MST (Minimum Spanning Tree) Discussion
This discussion complements Assignment #6.
Definition
Let G = (V,E) be an undirected graph. G is composed of a set of vertices and a set of edges. Let n be the number of vertices and m be the number of edges of G, and let the vertices be designated by the numbers, 1,2,...,n. A weighted graph is an undirected graph in which each edge e also has an associated weight, which we will assume is a positive integer. So we will use the triple e = (w,i,j) to designate an edge, where w is the weight of e, i is the first vertex of e, and j is the second vertex of e.
If there is a path between every two vertices i and j, G is called connected. Otherwise G is disconnected.
Input Format
Graphs for input to the program are specified in text files. An illustration of how to read integers from a text file is contained in ReadInts.java in the examples directory. Graph files can be created by hand using a text editor. There are also two programs called MakeGraph.java and MakeGraph2.java in the examples directory which can be used to create sparse and dense graphs of arbitrary sizes. The input to specify a graph is formatted as follows: The first line contains two integers, n and m, which give the number of vertices in the graph and the number of edges, respectively. Each line that follows specifies a single edge. Each edge is defined by three integers which give, in order, the weight, the first vertex, and the second vertex of a given edge. Thus the input for the graph shown in Fig 1 would be as follows:
7 12 8 1 2 12 1 6 5 1 5 4 2 3 2 2 4 6 5 4 4 5 6 3 4 3 6 6 4 7 7 3 5 7 4 1 6 7
Edge List Representation
A graph G can be represented by an edge list. An edge list is an array, which we will call EdgeList, containing m items so that each item corresponds to an edge. Each item will have three data members of type int: the weight, the first vertex and the second vertex of the edge. So in our case each item will be an instance of class Edge. The edge list of the graph in Fig 1 is illustrated below.
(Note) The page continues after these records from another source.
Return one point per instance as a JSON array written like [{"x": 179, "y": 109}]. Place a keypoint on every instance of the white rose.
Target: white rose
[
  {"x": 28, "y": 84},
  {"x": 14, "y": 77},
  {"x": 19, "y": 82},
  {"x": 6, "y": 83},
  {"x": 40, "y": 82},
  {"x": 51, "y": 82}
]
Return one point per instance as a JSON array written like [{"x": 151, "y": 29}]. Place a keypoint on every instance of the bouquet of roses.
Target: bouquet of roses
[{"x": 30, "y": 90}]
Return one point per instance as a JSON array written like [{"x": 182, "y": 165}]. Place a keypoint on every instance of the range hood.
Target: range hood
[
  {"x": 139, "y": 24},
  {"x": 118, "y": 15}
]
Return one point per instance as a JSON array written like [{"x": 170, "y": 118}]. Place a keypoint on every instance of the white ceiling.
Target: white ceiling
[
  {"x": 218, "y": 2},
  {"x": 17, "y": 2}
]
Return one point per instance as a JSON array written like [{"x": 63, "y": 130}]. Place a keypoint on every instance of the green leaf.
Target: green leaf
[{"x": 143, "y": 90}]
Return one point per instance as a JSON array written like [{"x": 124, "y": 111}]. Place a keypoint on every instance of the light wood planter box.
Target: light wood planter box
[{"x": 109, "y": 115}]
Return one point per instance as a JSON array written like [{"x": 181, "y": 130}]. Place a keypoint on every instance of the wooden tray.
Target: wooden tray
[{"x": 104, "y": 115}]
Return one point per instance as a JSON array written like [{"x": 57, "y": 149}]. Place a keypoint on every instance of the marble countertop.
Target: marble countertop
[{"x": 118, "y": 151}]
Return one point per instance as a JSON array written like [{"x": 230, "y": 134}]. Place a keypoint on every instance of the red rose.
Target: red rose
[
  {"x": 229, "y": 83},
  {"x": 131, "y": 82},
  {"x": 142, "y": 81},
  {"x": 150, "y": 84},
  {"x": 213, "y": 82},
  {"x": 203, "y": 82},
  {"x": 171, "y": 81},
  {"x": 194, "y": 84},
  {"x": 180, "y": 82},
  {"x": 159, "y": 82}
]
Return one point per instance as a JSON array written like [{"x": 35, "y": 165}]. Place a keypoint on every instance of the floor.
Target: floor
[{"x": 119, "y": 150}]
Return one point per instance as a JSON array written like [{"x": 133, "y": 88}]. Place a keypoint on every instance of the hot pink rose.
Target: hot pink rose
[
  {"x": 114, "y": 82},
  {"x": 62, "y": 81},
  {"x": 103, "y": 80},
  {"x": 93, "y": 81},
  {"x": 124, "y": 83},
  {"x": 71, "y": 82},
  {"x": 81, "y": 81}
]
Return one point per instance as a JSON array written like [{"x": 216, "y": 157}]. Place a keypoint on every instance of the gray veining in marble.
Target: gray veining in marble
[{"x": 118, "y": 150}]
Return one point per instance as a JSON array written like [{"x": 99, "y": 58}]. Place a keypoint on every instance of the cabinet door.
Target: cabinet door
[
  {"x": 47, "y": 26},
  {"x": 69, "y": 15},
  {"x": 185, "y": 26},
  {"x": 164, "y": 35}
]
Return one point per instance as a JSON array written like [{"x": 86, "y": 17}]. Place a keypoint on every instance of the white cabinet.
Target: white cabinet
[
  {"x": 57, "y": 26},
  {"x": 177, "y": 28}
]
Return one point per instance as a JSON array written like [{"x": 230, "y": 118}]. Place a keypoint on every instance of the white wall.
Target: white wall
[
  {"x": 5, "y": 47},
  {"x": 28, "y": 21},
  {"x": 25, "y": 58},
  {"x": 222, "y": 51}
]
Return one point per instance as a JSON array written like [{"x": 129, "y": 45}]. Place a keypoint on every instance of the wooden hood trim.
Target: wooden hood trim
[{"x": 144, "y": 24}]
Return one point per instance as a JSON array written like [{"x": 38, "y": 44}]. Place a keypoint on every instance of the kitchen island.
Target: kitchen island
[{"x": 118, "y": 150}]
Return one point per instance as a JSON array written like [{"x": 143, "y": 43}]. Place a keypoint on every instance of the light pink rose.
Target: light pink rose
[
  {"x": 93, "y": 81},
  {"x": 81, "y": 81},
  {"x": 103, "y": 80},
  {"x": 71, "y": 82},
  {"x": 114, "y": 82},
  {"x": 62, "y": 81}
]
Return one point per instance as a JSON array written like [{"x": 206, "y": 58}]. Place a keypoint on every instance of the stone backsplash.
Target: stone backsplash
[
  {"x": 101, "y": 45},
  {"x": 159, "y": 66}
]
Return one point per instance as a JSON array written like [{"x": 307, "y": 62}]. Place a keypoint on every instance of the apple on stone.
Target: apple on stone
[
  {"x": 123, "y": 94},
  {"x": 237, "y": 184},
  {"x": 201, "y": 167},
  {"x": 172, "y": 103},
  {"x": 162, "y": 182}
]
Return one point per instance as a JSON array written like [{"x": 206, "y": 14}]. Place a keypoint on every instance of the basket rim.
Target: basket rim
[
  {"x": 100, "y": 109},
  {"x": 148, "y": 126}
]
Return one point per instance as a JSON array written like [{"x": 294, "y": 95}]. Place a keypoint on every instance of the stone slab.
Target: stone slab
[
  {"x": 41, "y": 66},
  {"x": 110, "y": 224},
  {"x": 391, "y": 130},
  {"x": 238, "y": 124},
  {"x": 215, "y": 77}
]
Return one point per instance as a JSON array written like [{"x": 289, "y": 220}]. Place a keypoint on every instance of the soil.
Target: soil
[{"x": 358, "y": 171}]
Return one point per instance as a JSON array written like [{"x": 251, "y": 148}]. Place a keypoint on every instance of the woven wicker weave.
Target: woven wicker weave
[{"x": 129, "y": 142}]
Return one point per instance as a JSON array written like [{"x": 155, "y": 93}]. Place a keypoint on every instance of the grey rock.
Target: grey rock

| Weight | 8 | 12 | 5 | 4 | 2 | 6 | 4 | 3 | 6 | 7 | 5 | 1 |
| First | 1 | 1 | 1 | 2 | 2 | 5 | 5 | 4 | 6 | 7 | 7 | 6 |
| Second | 2 | 6 | 5 | 3 | 4 | 4 | 6 | 3 | 4 | 3 | 4 | 7 |
Adjacency List Representation
A graph G can also be represented by an adjacency list. This representation is slightly more complex than an edge list, but is more useful in most applications. For each vertex i (1 ≤ i ≤ n), all edges incident to vertex i are stored in a list. Each item in list(i) corresponds to an edge incident to i and has three integer data members: the weight, the first vertex, and the second vertex of the edge. So in our case we will have an array ADJ[1..n] of such lists, each list being a queue of edges. So each ADJ[i] is basically a reference to the first item in list(i). Note that an edge e = (w,i,j) will have two items corresponding to it: one in list(i) and another one in list(j).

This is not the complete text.